1. make a big improvement on the sound quality and output of the stock system

2. maintain a very low key, and very durable system install

3. keep the cargo area of the car completely oem looking

first, lets take a look a the jeep:




























first up is the underhood. jesse fabricated a simple metal bracket aht bolts to the car, which locates a stinger fuse holder, and wired it all up:





































moving onto the interior. the signal source is a pioneer 8100NEX double din headunit, which jesse installed and wired up:



















one of the first challenges faced by Jesse was the integration of a rear view camera. with the stock spare on a swing out mount behind the tailgate, this meant it is no where near as simple as mounting it on the bumper or tail gate. instead, if you loose at the spare, you will see a pioneer camera peaking out through one of the spokes:



















looking at the spare from the front of hte car reveals an angled metal bracket bolted to the swing out tire out, that properly locates the camera, and gives it a good image of the rear of hte car:



















here are some fabrication pics of the mount. jesse welded together to form the mounting, smoothed it out with filler and painted it with black truck bedliner, and then it was bolted onto the factory mount and wired up...quite a time consuming endeavour 























































the front stage is all Audio Frog, first, the GB10 tweeters were molded into the A pillars, firing semi off axis, and the pillars were recovered with factory matching vinyl:























































here are some build pics of the pillars.

first jesse fabricated the mounting rings for the tweeters, and then cut a hole in the stock pillar, and aimed and secured them:



















then mold cloth was pulled, resin/filler applied to the inside after an initial coating of resin, and then filler was applied and the entire shape sanded smooth:



















then they were wrapped in vinyl, the GB10 tweeters installed and wired up, and they are now ready to go back into the car:




























one of the changes to the new wrangler is the dash speaker location, gone are the two protruding tweeters pods and instead, a 3" midrange location is provided at the corners firing up. so we took advantage of this and mountd two audiofrog GB25 midranges. Jesse fabricated a pair of mounting baffles out of black acrylic, as they needed to be both thin and durable to clear the grille, tapped threads into them and bolted the GB25s to them:





































and then these were wired up and installed in the factory locations:


----------



## simplicityinsound (Feb 2, 2007)

lastly, it was the midbasses' turn. and here again, the wrangler is very different in that the factory midbasses are mounted in little pod enclosures at the two sides of the dash. Jesse removed these enclosures, and fully sound proofed them and also loaded them up with a bit of blackhole stuff, and then installed the Audiofrog GB60 midbasses:









































































these pods were then bolted back into the car, behind the factory dash panel:



















we also removed the oem rear sound bar speakers and replaced them with a set of audiofrog GS62 coaxials. Here jesse utilized the mounting bracket that came with the AF speakers and first bolted them to the oem location, then the GS62s were wired up and intalled. with how dark this interior is, its very hard to take clear pictures with our crappy camera, so I apologize for the blurry pics (and you will see that issue again with our wiring pics later )


----------



## simplicityinsound (Feb 2, 2007)

onto the subwoofers. here again, the wrangler required some different approaches. there are two basic ways to do subs in this car. one option was to mount them in the cargo area around the rear most roll bar tube. this solution is more simple but also a lot more obvious...add to that the customer has a dog that frequently rides in the car, we decided against this route. not to mention with the soft top, the sub will be pretty hard pressed to provide any kind of real bass in that location.
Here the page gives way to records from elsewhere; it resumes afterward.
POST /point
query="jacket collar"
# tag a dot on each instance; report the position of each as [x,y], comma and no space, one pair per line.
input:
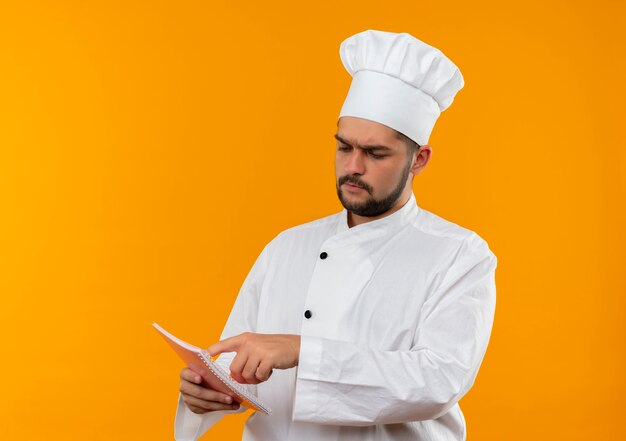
[378,227]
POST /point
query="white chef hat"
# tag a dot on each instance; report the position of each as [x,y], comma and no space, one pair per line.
[398,81]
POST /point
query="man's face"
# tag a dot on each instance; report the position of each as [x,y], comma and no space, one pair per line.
[372,166]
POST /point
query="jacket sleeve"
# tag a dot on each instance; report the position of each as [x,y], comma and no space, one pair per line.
[189,426]
[342,384]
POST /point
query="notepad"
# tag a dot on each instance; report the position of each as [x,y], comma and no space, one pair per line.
[213,376]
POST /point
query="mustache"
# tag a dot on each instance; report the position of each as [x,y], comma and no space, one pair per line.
[353,179]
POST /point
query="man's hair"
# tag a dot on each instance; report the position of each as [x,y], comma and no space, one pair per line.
[411,145]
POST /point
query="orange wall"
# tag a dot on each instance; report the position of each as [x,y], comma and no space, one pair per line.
[148,151]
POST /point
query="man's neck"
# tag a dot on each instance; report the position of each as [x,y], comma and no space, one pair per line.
[355,219]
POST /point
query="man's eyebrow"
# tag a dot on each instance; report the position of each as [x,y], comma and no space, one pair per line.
[364,147]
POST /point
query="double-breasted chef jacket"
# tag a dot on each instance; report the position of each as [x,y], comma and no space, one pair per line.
[394,316]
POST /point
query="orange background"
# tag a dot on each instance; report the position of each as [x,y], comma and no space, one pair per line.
[149,150]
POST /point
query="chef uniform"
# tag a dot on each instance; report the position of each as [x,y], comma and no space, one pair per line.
[394,314]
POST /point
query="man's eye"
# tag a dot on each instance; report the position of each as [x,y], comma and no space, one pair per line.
[375,156]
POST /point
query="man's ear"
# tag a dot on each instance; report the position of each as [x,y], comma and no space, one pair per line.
[421,159]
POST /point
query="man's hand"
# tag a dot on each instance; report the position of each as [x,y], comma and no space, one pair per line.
[258,354]
[200,399]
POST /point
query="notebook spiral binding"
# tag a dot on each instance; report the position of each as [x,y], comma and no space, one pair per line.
[239,389]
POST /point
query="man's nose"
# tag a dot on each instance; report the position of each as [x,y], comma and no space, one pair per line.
[355,163]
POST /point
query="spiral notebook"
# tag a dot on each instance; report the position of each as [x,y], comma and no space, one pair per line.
[213,376]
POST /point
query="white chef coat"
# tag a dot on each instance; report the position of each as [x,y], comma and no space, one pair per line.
[401,313]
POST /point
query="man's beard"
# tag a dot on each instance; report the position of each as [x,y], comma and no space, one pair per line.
[372,207]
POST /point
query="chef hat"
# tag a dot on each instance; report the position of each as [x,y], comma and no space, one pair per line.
[398,81]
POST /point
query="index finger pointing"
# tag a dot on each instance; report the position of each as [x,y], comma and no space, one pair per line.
[230,344]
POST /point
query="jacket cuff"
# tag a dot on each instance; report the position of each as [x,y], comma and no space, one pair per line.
[307,378]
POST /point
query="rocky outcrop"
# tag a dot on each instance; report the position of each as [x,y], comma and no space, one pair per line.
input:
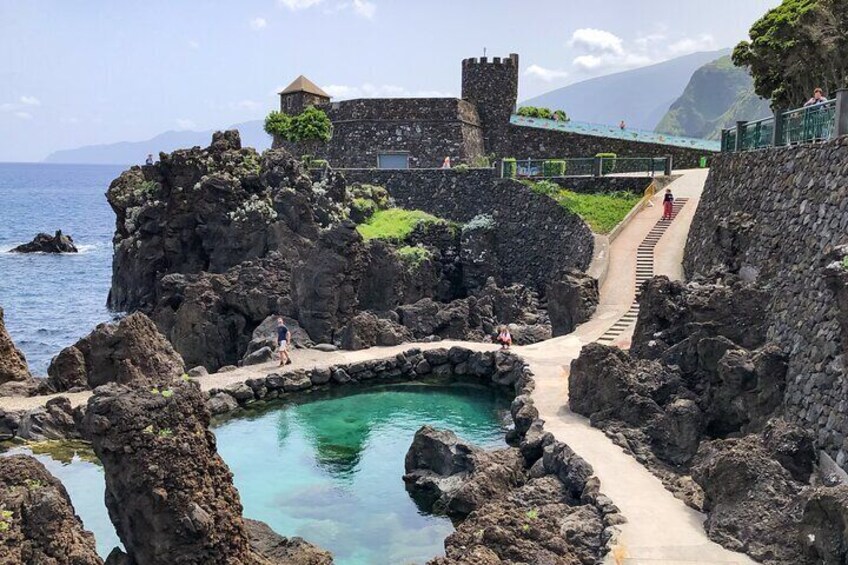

so instead, we explored the underseat mounting location. this is usually done with 8" shallow subs, but we felt that we can get a pair of illusion audio 10s into the location due to their unique design. but still, this was a LOT of work on jesses part.

first, lets take a quick look at the finished product...pretty hard to see as they are obscured by the seats. but you can see an enclosure, coated again with truck bedliner for durability, under easch seat. if you slide the seats all the way forward, you can see a top pressed grille housing an illusion audio luccent L10 sub:





































onto the build pics. first, the seats were removed and jesse built the side walls of the enclosure by stacking and routering piecs of 3/4" mdf. then the floor area under the seats were tapped off, the side walls located, and several layers of fiberglass mat applied to form the bottom of the enclosure:





































when that cured, it was pulled out, and jesse built a two part top baffle to form the full enclosure. the sides were fillered and sanded smooth for truck bedliner:














































then jesse fabricated the top grille, and embedded neodymium magnets in them to allow them to attach to the subbox, and also fabricated the rings for the top mount grille:




























the top portion of the grille baffle got a raised wall so the grille ring can be press fit and form a flush mount:










then jesse built the presses and made the two pressed grilles to clear the subwoofer magnet. the top baffles were then vinyled, the pressed grille attached to the ring, and the rings themselves fitted to the baffle:









































































then the luccent subs were mounted and wired up, and the top grille panel test fitted, forming the finished product almost ready to go back into the car:
































































the final step of the enclosure was attaching these fabricated mounting brackets to them, so they can be bolted to the oem seat mounting brackets, which themselves bolt to the floor and presses the subboxes into the floor:




























so thats it for the front speakers, now comes some blurry wiring pics, again sorry about that


----------



## simplicityinsound (Feb 2, 2007)

so moving onto the final piece of the puzzle. where to mount the amps and dsp. after looking at the available space, we decided to shoehorn all of those things into the small storage well at the back of the vehicle. this again proved to be quite challenging since fitment was extremely tight and also, there are no easy entry points for wiring into the well as the panels surrounding it sits flat against the ground. but jesse rose to the challenge quite well. 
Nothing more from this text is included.